The reduction in inventories came as business sales fell by a record 3.5% during the month, even larger than the 2.4% drop in September sales, which had been the previous record.
Sales were down at all levels of the supply chain in October and inventories were reduced by all groups as well. The biggest cut in inventories was a previously reported 1.1% drop in stockpiles held by wholesalers. Inventories held by manufacturers fell by 0.6% and retail inventories were down 0.1%.
The concern is that the current recession, already the longest in a quarter-century, will force further production cutbacks in the months ahead. That would cause a continued downward spiral of weakness, with unemployment rising further as factories lay off more workers in the face of falling demand.

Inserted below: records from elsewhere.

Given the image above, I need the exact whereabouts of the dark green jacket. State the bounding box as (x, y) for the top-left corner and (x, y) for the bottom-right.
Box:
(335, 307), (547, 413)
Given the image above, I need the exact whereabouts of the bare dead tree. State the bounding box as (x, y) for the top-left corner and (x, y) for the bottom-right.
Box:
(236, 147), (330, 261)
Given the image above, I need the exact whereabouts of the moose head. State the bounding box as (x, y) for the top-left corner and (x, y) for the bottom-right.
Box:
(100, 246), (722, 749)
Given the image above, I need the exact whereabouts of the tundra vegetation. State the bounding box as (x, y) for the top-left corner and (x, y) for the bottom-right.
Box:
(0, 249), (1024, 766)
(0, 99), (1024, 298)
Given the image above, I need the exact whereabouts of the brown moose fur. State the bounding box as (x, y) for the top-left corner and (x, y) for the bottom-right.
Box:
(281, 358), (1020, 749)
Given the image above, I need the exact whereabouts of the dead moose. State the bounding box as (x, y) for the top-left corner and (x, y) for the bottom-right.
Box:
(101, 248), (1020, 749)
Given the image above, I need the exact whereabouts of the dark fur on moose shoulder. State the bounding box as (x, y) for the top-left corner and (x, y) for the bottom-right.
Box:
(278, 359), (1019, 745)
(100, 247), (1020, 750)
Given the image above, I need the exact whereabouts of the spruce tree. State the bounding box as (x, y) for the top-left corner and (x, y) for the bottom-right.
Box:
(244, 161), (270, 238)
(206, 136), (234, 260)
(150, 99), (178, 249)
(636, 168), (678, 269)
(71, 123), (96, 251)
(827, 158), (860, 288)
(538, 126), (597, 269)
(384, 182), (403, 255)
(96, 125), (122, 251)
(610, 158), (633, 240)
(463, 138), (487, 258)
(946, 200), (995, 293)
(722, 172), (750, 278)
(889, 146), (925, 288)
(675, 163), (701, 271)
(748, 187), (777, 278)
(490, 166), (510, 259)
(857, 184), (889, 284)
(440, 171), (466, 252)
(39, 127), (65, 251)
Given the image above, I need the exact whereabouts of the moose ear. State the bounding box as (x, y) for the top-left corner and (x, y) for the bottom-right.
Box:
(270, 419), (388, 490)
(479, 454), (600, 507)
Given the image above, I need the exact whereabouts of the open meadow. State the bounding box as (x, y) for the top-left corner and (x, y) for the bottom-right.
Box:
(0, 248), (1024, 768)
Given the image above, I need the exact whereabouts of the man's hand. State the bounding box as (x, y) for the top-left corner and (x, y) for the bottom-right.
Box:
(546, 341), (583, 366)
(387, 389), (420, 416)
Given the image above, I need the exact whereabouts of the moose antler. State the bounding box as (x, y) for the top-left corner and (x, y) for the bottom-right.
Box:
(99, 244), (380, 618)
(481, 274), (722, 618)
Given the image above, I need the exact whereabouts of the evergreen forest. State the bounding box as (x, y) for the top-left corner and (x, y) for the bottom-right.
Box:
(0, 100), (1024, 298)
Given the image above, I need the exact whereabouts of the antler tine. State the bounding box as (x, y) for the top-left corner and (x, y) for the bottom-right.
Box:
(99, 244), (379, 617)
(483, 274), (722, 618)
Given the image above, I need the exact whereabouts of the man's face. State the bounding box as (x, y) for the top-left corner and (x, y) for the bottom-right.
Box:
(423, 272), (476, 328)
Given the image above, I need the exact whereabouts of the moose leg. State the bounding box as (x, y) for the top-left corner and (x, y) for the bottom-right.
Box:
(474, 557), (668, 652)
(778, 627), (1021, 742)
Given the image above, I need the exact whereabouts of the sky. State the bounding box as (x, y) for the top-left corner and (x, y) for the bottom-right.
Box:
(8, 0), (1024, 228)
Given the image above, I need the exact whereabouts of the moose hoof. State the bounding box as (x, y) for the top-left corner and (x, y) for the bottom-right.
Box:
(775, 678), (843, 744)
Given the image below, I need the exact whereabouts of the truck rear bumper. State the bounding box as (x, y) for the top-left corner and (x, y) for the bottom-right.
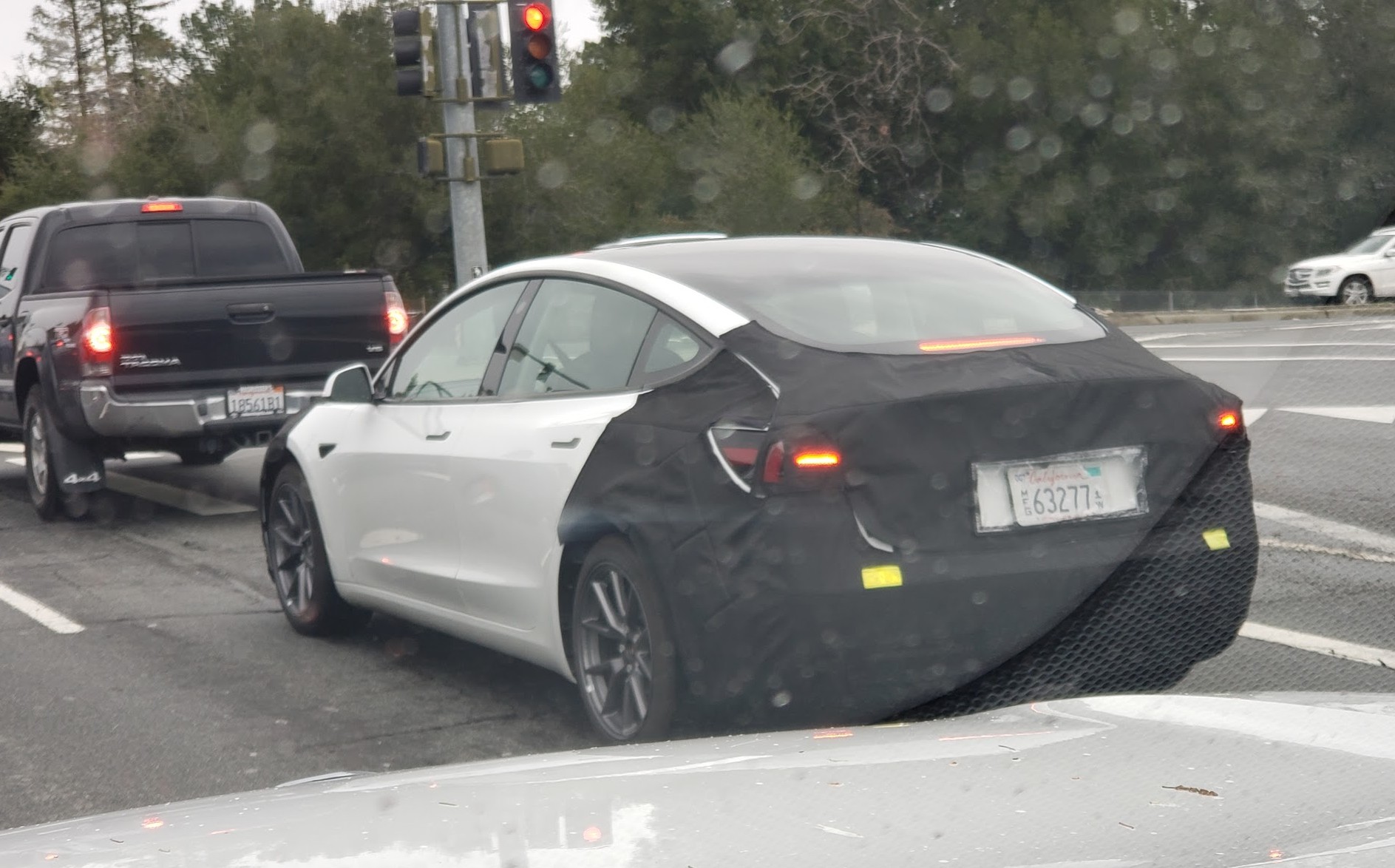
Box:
(81, 385), (319, 438)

The ratio of inventories to sales rose to 1.34 in October from 1.30 in September, meaning it would take 1.34 months to exhaust current stockpiles at all levels of the supply chain. That was the highest ratio since it stood at 1.35 in June 2003.
The cutbacks in inventories reflect the deteriorating conditions for consumers, who have been cutting back on their spending for months. A separate report Friday showed that retail sales fell for a record fifth straight month in November.
Traffic at malls remained sluggish last week as retailers increase their promotions in an effort to draw in consumers.